Summary of a Recent
Judicial
Development in
Cooperatives
Value-Added Payments Are Subject to Self Employment Taxes
John StacksNational AgLaw Center Research Associate
Summary of Decision
In Bot v. Commissioner of Internal Revenue, 353 F.3d 595 (8th Cir. 2003), the United States Court of Appeals for the Eight Circuit upheld the United States Tax Court's judgment in favor of the Internal Revenue Service.
Background
The Bots were retired farmers who owned 700 acres of farmland in Minnesota. Id. at 597. Beginning in 1987, they sharecropped the land with their sons and received one-half of the crops produced. Id. They were members of the Minnesota Corn Processors Cooperative Association (MCP), in which they held common stock as well as equity units. Id. The Bots entered Uniform Marketing Agreements (UMAs) with MCP, in which they agreed to provide MCP with one bushel of corn for each equity unit they owned. Id. MCP marked and processed the corn, and a member of MCP could satisfy its obligation to provide corn to MCP by supplying corn it grew, by supplying corn purchased on the open market, or through MCP option pool corn. Id.

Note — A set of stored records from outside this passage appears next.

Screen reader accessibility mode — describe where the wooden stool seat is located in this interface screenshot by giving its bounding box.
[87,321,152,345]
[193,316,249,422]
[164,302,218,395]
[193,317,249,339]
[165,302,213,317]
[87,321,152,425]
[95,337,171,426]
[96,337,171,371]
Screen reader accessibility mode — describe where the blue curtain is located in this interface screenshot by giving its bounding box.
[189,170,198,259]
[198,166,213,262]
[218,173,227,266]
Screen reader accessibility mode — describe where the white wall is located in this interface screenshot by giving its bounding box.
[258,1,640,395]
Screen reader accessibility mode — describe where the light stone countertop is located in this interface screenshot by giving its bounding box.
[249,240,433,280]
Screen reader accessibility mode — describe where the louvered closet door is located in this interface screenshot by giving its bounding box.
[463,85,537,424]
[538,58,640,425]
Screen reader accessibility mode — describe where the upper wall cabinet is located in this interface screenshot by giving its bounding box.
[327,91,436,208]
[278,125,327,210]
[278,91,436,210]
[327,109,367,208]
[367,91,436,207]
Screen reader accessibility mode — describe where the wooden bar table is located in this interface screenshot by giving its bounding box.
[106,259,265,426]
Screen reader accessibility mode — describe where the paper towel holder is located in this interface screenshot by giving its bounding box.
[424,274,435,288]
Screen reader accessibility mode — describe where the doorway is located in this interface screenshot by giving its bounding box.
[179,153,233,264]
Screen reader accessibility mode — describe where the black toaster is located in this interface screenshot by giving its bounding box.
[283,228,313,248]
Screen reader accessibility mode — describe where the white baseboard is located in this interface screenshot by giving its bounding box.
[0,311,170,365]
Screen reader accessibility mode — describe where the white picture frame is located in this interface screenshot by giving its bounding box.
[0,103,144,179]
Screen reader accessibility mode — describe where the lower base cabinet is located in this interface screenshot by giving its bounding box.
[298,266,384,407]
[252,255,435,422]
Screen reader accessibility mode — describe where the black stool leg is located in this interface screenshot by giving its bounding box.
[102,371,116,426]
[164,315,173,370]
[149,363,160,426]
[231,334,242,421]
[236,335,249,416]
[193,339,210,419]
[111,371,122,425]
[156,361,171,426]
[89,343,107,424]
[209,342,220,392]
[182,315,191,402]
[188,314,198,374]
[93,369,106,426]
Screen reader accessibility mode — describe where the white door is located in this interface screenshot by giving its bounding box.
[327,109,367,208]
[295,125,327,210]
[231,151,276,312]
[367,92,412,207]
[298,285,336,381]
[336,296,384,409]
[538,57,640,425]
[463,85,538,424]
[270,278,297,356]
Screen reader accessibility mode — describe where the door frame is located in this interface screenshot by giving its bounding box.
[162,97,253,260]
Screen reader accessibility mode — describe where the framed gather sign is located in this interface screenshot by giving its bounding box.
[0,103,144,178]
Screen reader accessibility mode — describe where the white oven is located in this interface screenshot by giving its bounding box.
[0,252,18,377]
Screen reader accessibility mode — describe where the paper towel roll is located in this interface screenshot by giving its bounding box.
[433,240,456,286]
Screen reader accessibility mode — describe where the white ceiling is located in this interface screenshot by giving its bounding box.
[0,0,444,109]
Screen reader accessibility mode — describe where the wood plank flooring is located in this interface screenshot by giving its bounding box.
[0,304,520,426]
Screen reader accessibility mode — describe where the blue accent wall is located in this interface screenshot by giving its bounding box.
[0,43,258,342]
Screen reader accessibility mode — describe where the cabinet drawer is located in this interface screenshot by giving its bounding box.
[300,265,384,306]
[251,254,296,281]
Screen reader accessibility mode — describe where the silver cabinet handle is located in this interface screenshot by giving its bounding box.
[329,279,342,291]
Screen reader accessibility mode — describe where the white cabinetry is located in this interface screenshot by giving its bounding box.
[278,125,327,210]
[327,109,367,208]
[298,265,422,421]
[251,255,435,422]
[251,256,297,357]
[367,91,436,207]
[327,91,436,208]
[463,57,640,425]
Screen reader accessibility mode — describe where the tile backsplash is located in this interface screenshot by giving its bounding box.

Under the UMAs, MCP was obligated to make various payments, including "(1) an initial payment of at least 80% of the loan value of non-option pool corn upon delivery; (2) storage and interest fees for corn required to be delivered after October 1; (3) a 'value-added' payment [to further compensate growers] . . . ; and (4) patronage dividends." Id. The Bots only used option pool corn and only received value-added payments and patronage dividends. Id. In 1994, the Bots owned 250,000 equity units and delivered 325,000 bushels; in 1995, they owned 395,000 equity units and delivered 379,200 bushels. Id. They received $132,375 and $249,152 in value-added payments in 1994 and 1995, respectively. Id. at 598. They reported bases of $68,070 and $86,431 in 1994 and 1995, respectively, from a $0.05 per bushel handling fee for option pool corn and for payments to their sons for seeds, fertilizer, and weed spray required by the crop share agreement. Id.
The IRS audited the Bots and determined that they were in the "trade or business of producing, marketing, processing, and selling corn" and that value-added payments should have been reported on Schedule C instead of Schedule D; therefore, they were subject to the self-employment tax. Id. The Bots appealed, arguing that the value-added payments represented investment income on shares of MCP and were not income subject to the self-employment tax. Id. The tax court found that the "regular and continuous acquisition and sale of corn and corn products through the MCP with the intent of making a profit qualified as engaging in the trade or business of dealing and processing corn" even though the Bots retired in 1987, that MCP was the Bots' agent, and that payment was based on the number of bushels of corn delivered. Id.
Arguments
The Bots argued that value-added payments were the result of passive activity, like dividends, rather than the result of engaging in a trade or business. Id. at 599. They asserted that value-added payments were derived from MCP's corn processing rather than from the Bots merely supplying corn and that because they had no control over MCP's actions, there was no agency relationship. Id. at 600. The Bots also argued that their "intent to purchase the equity units as an investment rather than a business should be determinative." Id. at 601.
Analysis and Holdings
The court rejected the Bots' "attempt to equate the 'value added' payments to corporate dividends" because the Bots had to do more than hold equity units; they had to supply corn to MCP to receive the payments. Id. at 600. The court found that under these facts, MCP acted as the Bots' agent because the UMA referred to MCP as the "sole agent" and there was nothing to indicate a sale. Id. at 601.
The court also stated that the Bots were able to purchase equity units because they represented that they were producers of agricultural products. Id. The court found that they should be held to that representation, and that if they wanted to receive the benefits of the cooperative program, they must bear the burdens as well. Id. at 602.
The case was decided on December 22, 2003.